HAY-SCENTED FERN, Dennstaedita punctilobaThis tough small (to 2′), native fern is being spec’d more and more for large scale planting.  It grows best in moist, fertile, soils in light to dense shade. It’s upright to arching, lacy, triangular fronds are a pleasant light green.  If kept evenly moist, this is a fern that will tolerate full sun and poor soils.

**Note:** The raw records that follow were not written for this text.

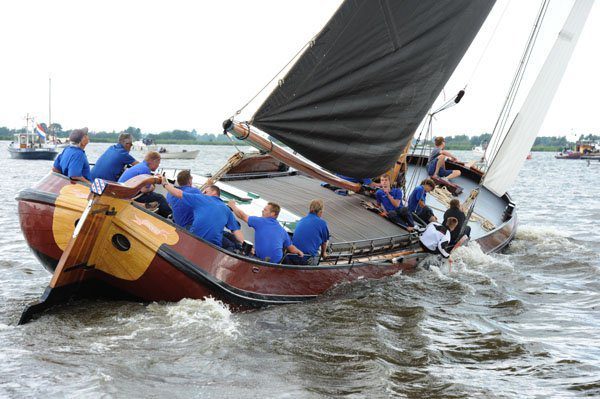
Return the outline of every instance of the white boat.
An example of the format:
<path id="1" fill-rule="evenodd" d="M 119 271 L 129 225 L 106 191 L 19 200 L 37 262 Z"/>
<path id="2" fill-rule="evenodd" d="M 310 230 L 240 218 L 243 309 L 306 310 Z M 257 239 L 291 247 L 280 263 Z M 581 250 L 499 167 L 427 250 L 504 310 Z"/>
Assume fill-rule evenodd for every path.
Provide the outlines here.
<path id="1" fill-rule="evenodd" d="M 479 157 L 482 157 L 485 154 L 485 148 L 480 145 L 473 147 L 472 151 L 473 155 L 477 155 Z"/>
<path id="2" fill-rule="evenodd" d="M 133 142 L 132 150 L 137 151 L 156 151 L 158 146 L 153 141 L 148 142 L 147 140 L 137 140 Z"/>
<path id="3" fill-rule="evenodd" d="M 158 152 L 162 159 L 195 159 L 200 150 L 168 151 L 166 148 L 161 147 Z"/>
<path id="4" fill-rule="evenodd" d="M 15 159 L 43 159 L 52 161 L 58 155 L 54 146 L 48 146 L 46 132 L 40 124 L 36 124 L 29 114 L 25 118 L 24 133 L 15 134 L 14 140 L 8 145 L 11 158 Z"/>

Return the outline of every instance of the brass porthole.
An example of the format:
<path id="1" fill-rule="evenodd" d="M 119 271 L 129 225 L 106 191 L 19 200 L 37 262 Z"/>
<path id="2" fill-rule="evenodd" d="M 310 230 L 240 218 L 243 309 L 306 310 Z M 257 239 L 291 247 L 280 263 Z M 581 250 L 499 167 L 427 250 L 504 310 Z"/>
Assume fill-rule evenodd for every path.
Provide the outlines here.
<path id="1" fill-rule="evenodd" d="M 112 245 L 117 248 L 119 251 L 129 251 L 131 248 L 131 243 L 129 239 L 125 237 L 123 234 L 115 234 L 112 236 Z"/>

AUTUMN FERNDryopteris erythrosoraThis is my favorite fern.  They grow 1-3′ tall, preferring rich, evenly moist soil and dappled light to full shade.  The young fronds emerge a coppery bronze and change to a glossy deep green as they mature.  New fronds continue to emerge throughout the growing season, so there is always some contrast between the young and mature fronds.  When they are happy, Autumn Ferns will spread to form a dense colony.  BONUS: these ferns are evergreen, and continue to look fresh long past frost.  Tidy them up in spring before new growth emerges to keep them looking their best.  ‘Brilliance’ is even showier than the species with brighter copper coloring

OSTRICH FERN, Matteuccia struthiopteris cvs:  Ostrich fern is a stately addition to shady gardens with minimal exposure.  These ferns have tall (3+’), medium/light green, erect, delicate fronds that are particularly suited to deep shade and moist fertile soils.  As they mature, the black root stock begins to rise above the soil level.  Never attempt to shorten the root stock, this procedure generally kills the plant.  Working with these ferns over the years, I’ve found them to burn out in August unless grown in deep shade, with constant moisture.  The fronds are also prone to easily breaking, so they are best used in the back of the shady garden, where they are less likely to get damaged.  Try ‘The King’ in areas where burning out is a concern; this cultivar seems to do better than the species in dappled light.


ROYAL FERN, Osmunda regalis:  These ferns are a New England native, performing well in moist, fertile soils in dappled to deep shade.  Depending on conditions, they will grow between 2 and 5′ tall with a loose spreading habit.  Royal ferns have a unique look among ferns; the fronds have leaflets that are much rounder than others, resembling plants in the pea family.  Their fertile fronds rise above the foliage, contrasting with the medium green leaves.  Like ostrich ferns, these ferns will form a root stalk as they age that should not be disturbed with pruning of any kind.

JAPANESE TASSEL FERN, Polystichum polyblepharum:  I’ve always admired this evergreen fern for it’s glossy green leaves and rounded habit.  In our garden it forms adjoining clumps that are 2′ tall and about 3′ wide.  We leave the foliage until spring to clean up, trimming it off before new fronds emerge.